You’ve put in HOURS of practice, have gone over every rotation at least two dozen times, and think you’ve worked out the best lineup for your first tournament.
You make sure everyone knows where to go, when to be there, and what is (and isn’t!) allowed in the facility.
Everyone gets to the court relatively on time, and the girls start passing the ball around until it’s time to get started. And suddenly you realize… You don’t have a warmup planned.
This warm-up gets everyone moving and working primarily on the skills they’ll need in their main position, and I’ve liked how well it has worked with a few of the teams I’ve coached in the past.
It’s a little difficult to explain, so I’ve included a “Drill Diagram” as I like to call it! And as always, I encourage you to take this drill and make it your own. It is designed for a team running a 6-2 (two setters used in a match, typically decided by front row/back row rotations).
Think about how it will work for your team and make adjustments where you think you should. Better yet, RUN THE WARMUP BEFORE THE TOURNAMENT so your team isn’t confused to start the day! Here’s the illustration of the warmup for you visual learners…
Now for a little explanation :)
The coach will stand opposite of their team with a ball cart (it’s better to hit towards a wall or a net if possible, so you might need to switch sides from where your bench is. You don’t want to hit towards a crowd of parents and siblings).
Players will get in line to hit or pass, depending on their primary responsibilities. You can have defensive specialists also pass and rotate with liberos if they do not need to practice front row.
As you can see in Round 1 and Round 2 from the Drill Diagram, there is also a setter in the normal “setter position” aka right front, and there is another setter in the middle of the court, slightly towards outside. The reason we do this is to increase the number of touches on the ball everyone gets, while ensuring our setters do not get ran over by our middles.
RUN THE WARMUP
Running the drill is fairly simple, the only difficult might come from bad passes. However, you can get your team warmed up by starting with freeballs to the liberos/back row players, and work your way into more aggressive downballs. More experienced teams can even enter the ball (instead of the coach) if they have the focus and maturity to do so.

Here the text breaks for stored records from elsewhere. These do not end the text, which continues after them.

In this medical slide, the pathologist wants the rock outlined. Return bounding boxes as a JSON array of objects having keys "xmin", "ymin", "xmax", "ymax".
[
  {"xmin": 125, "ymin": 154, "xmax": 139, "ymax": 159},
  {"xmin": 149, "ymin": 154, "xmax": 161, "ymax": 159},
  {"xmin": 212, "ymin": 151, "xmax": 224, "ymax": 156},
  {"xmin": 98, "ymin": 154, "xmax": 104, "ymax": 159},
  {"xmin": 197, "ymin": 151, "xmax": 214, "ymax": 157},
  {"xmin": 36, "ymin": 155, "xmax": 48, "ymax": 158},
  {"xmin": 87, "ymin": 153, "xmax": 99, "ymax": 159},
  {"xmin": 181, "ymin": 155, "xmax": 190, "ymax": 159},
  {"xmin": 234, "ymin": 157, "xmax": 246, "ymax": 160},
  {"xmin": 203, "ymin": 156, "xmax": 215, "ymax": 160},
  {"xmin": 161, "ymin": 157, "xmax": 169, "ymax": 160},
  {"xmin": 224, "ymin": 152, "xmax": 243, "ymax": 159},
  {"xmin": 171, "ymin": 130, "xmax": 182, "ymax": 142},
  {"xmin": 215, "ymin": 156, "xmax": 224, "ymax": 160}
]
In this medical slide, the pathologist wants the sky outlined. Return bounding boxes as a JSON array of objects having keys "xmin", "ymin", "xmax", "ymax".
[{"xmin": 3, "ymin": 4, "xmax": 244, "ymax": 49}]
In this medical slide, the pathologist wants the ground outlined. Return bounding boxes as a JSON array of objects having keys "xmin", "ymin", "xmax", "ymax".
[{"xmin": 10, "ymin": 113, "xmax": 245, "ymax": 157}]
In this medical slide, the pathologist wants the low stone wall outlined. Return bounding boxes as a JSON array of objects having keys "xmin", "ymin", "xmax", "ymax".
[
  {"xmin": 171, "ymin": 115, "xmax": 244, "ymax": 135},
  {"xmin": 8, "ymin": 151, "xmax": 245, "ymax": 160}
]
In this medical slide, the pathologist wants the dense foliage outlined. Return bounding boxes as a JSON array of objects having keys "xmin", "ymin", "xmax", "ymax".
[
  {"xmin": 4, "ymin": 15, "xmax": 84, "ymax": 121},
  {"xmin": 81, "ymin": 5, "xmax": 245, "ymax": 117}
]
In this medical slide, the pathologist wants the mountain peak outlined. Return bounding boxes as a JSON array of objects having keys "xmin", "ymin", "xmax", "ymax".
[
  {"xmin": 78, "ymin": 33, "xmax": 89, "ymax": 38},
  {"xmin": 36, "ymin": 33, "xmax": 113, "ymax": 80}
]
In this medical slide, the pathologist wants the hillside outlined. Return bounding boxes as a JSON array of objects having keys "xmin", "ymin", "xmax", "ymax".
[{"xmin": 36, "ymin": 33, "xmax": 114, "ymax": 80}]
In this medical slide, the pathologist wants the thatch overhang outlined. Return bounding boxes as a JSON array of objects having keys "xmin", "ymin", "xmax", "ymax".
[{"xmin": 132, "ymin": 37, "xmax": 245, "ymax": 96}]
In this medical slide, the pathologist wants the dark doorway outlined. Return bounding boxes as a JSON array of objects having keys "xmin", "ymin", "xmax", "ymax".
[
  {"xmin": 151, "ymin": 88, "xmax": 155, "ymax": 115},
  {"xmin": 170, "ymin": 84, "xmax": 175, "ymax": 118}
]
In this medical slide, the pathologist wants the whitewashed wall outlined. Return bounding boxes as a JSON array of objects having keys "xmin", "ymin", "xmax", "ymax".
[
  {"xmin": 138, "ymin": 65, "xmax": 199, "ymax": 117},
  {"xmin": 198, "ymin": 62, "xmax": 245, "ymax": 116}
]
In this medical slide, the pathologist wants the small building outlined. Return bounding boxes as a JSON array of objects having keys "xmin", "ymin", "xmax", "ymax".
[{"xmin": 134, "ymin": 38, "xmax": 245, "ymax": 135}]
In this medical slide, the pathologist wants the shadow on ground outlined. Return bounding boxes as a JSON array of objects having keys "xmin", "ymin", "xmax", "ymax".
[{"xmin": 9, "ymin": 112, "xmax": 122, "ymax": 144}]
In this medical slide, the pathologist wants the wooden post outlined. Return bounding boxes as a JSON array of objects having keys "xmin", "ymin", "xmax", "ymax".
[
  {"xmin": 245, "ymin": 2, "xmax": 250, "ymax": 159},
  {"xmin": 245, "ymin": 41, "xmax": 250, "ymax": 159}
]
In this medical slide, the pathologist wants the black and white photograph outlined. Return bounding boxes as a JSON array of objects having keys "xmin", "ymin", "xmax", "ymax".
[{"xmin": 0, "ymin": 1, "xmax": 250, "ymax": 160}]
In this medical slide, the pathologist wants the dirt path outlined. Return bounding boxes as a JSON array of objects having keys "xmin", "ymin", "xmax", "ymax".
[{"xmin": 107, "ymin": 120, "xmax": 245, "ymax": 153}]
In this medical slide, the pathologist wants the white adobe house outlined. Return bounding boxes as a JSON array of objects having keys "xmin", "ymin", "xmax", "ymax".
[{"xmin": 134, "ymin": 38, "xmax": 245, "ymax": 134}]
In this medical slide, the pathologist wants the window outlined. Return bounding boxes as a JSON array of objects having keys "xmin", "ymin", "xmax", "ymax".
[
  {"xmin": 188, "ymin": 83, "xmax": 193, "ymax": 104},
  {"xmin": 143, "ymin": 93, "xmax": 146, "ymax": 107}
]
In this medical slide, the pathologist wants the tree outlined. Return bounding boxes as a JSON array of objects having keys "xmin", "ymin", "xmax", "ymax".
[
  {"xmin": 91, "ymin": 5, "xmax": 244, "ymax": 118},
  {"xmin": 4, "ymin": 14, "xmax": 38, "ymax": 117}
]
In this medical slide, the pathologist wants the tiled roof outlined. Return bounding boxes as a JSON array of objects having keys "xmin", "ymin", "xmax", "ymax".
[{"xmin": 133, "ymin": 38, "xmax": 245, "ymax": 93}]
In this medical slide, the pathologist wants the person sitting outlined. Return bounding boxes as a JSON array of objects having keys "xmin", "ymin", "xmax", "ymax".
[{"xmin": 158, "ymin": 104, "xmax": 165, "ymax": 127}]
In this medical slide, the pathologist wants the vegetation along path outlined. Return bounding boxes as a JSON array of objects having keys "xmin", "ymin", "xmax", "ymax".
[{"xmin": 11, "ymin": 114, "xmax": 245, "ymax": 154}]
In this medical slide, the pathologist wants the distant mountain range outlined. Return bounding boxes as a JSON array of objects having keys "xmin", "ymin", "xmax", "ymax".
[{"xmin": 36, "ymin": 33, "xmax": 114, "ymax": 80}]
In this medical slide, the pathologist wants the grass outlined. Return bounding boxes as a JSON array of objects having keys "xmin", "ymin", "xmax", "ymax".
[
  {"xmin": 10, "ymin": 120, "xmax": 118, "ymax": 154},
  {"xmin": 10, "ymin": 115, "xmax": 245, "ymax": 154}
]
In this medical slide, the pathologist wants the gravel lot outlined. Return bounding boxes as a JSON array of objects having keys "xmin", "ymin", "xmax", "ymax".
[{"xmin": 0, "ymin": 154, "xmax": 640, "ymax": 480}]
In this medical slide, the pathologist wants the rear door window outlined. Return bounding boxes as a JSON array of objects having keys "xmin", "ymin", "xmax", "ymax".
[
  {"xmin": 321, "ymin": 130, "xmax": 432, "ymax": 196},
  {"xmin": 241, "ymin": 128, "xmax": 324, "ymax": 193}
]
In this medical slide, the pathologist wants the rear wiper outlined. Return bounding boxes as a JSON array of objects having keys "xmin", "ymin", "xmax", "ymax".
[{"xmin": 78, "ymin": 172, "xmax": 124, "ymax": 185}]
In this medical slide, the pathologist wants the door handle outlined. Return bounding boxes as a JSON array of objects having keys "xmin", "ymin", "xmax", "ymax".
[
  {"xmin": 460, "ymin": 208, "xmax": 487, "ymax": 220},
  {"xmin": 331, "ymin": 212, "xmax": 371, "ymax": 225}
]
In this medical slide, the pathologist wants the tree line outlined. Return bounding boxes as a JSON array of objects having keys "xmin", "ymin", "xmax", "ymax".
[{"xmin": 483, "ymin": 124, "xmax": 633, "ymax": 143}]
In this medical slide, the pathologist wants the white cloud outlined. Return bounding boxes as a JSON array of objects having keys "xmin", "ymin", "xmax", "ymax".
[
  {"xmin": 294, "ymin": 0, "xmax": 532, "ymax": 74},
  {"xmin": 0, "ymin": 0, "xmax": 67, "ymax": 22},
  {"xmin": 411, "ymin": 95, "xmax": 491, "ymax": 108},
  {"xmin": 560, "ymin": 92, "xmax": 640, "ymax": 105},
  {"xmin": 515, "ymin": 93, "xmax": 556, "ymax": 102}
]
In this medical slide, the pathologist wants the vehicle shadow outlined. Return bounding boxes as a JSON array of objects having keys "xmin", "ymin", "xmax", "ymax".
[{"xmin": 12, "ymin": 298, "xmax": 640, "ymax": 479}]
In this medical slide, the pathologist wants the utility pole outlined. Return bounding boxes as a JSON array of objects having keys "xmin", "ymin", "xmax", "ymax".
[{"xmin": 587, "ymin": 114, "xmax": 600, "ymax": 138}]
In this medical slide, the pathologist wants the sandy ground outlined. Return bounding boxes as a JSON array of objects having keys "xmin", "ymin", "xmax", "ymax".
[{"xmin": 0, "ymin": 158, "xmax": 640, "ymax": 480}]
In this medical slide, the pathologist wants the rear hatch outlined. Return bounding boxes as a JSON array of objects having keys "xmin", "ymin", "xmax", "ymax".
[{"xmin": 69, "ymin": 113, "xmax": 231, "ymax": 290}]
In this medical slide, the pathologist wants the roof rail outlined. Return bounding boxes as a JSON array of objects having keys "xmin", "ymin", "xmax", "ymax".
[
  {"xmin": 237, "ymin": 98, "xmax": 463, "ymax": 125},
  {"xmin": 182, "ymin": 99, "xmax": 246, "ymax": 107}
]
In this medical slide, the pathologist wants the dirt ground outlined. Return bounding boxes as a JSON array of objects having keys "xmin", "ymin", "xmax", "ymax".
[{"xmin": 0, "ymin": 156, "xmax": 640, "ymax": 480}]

Coach tosses to L1, L1 passes to S1, S1 sets to the Outside Hitter, Outside Hitter progressively starts swinging harder as their muscles warm up.
The coach THEN tosses to L2, L2 passes to S2, S2 sets to either the Right Side or Middle Front, and these players progressively start swinging harder.
To make this go faster, you do not need to wait for the first ball to be hit over. You simply wait until it is safe and toss the next ball to the opposite libero.
*Safety warning: If the set is going to the middle, wait until you know the middle hitter will not interfere with the setter standing next to them. A middle chasing after a bad set is a good way to take out two players at a time.
After one minute, you will switch setter and libero positions to get to….
I have the liberos paired up with the setter they’ll primarily be passing to the most. This lets them get into a sort of rhythm before the match starts.
Switch them both so now the setter who was only setting outside is not setting right side and middle front, and vice versa.
Easy peasy. Run this round for a minute.
Now that everyone’s fairly warmed up, we eliminate a setter and let them get into a hitting line. This gives our setters the chance to practice pushing the ball to the outside, and our outsides now get a read off a true outside set.
You’ll still alternate tosses between liberos, but now you must wait until there’s a dead ball and your setter is ready to go before tossing again.
Switch setters and repeat :) Also, move the liberos to match up with who would be passing from left back (where I put my liberos) to the particular setter). Switching liberos isn’t necessary, but I prefer to do it.
There are a TON of ways we could mix this up. I want to be sure to share two with you to make sure you can adjust to different tournament situations:
Scenario: You only get 4 minutes TOTAL of court time, meaning you must also warm up serving during the 4 minutes.
Solution #1: Run through each round for 45 seconds. This will put you at three minutes, with one remaining for serving. This works nicely because you’ll get a one minute warning from the officiating crew. I HIGHLY suggest you practice the warm up so you know how to transition quickly and make the best use of your time on the court.
Solution #2: Only do rounds 1-3. Sure, your second setter misses out on setting outside, but you could get some setting reps in beforehand for your early matches and later in the day this won’t be as crucial. 1 minute each at Rounds 1, 2, and 3, then you get your one minute for serving. I know, I’m a math genius.